Cela s’intègre pour moi dans une prise en charge médicale globale : dépistage et traitement des complications médicales et psychiatriques, prise en charge médicamenteuse si nécessaire des manifestations de sevrage et/ou traitement de maintenance selon les indications, remise à jour des droits sociaux si nécessaire (…).

L’existence de facteurs de risque biologiques ou génétiques de développer une addiction ne sera jamais qu’une partie des facteurs de risque biologiques et sera toujours soumise à l’influence des facteurs environnementaux. Une fois le trouble installé, la prise en charge restera très certainement globale associant différentes approches concomitantes ou séquentielles, selon les préférences du patient et son stade de motivation.

Quel commentaire vous inspire le système de balancier qui privilégie successivement les facteurs innés et acquis, au point de devoir changer radicalement de mode de prise en charge tous les cinquante ans ?

Le progrès scientifique n’est pas une ligne droite mais plutôt une spirale ascendante. Dans la mesure où des facteurs de risque bio, psycho et sociaux sont à l’œuvre dans le développement et le maintien des addictions, il me semble logique que les professionnels de ces trois domaines avancent chacun de leur côté dans la compréhension du développement des addictions et dans l’offre d’aide vis?à?vis des personnes en situation de dépendance.

Selon les moments, les avancées des uns prennent le pas sur les avancées des autres, mais tous ont raison dans leur champ respectif et concourent à l’amélioration de la compréhension globale du trouble. Ainsi, le développement de nouvelles psychothérapies de prise en charge des syndromes de stress post-traumatiques chez les usagers dépendants au crack se font en parallèle des recherches sur les facteurs génétiques associés au développement de complications spécifiques de l’usage de cette substance…

S’il est réellement pluridisciplinaire, le mode de prise en charge ne changera pas radicalement mais bénéficiera des différents progrès réalisés dans ces différents champs… ou des effets de mode.

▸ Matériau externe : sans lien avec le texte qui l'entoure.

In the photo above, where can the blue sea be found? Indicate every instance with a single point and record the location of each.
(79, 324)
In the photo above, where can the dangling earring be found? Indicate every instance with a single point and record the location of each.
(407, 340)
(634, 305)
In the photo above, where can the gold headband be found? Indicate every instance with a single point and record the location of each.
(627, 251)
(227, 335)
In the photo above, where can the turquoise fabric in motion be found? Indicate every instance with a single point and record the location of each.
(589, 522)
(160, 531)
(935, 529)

Propos recueillis par Fabrice Olivet

CQFD

« On peut citer l’exemple du polymorphisme du gène ALDH2 (Allez, on s’accroche, ndlr). Il s’agit du gène qui… participe à une des étapes de la dégradation de l’alcool. Dans sa forme mutée, ce gène… donne une réaction d’intolérance lors des consommations d’alcool (sensation de chaleur, rougeur, malaise…), notamment lors des premières consommations. Cette forme mutée est plus fréquente dans les populations asiatiques (Chine du Sud, Japon, Corée…)1.

Il est maintenant communément admis que ce gène est protecteur vis-à-vis du développement de l’alcoolo-dépendance chez les personnes qui en sont porteuses, et de la moindre consommation moyenne d’alcool à l’échelle de la population dans ces pays2 (tout le monde suit j’espère, ndlr). Mais bien évidemment, cet effet protecteur du polymorphisme de ce gène est sensible à des facteurs d’environnement, notamment le niveau de consommation d’alcool des parents et des pairs3…

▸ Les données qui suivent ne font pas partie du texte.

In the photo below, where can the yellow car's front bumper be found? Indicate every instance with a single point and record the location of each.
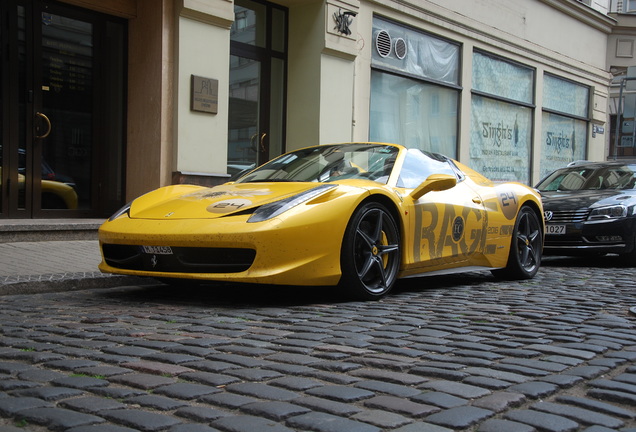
(286, 253)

Un autre exemple concernant le tabac : il est démontré par des études aux États-Unis que les sujets Noirs dégradent différemment des sujets Blancs les divers composés du tabac, sont davantage dépendants, extraient davantage de nicotine d’un plus faible nombre de cigarettes,et sont plus exposés aux composés carcinogènes4. Ces différences dans le métabolisme du tabac sont très certainement fondées par des différences génétiques. » ?

1Li et al., « Refined geographic distribution of the tal ALDH2. Ann Hum Genet 2009 ; 73 (Pt3) : 335-45.2Rehm et al., “The global distribution of average volume of alcohol consumption and patterns of drinking”. Eur Addict Res 2003 ; 9 (4) : 147-56.
3Iron et al., “Developmental trajectory and environmental moderation of the effect of ALDH2 polymorphism in alcohol use”. Alcohol Clin Exp Res 2012 ; 36 (11) : 1882-91.4St Helen et al., “Racial differences in the relationship between tobacco dependence and nicotine and carcinogen exposure”. Addiction 2013 ; 108 (3) : 607-17.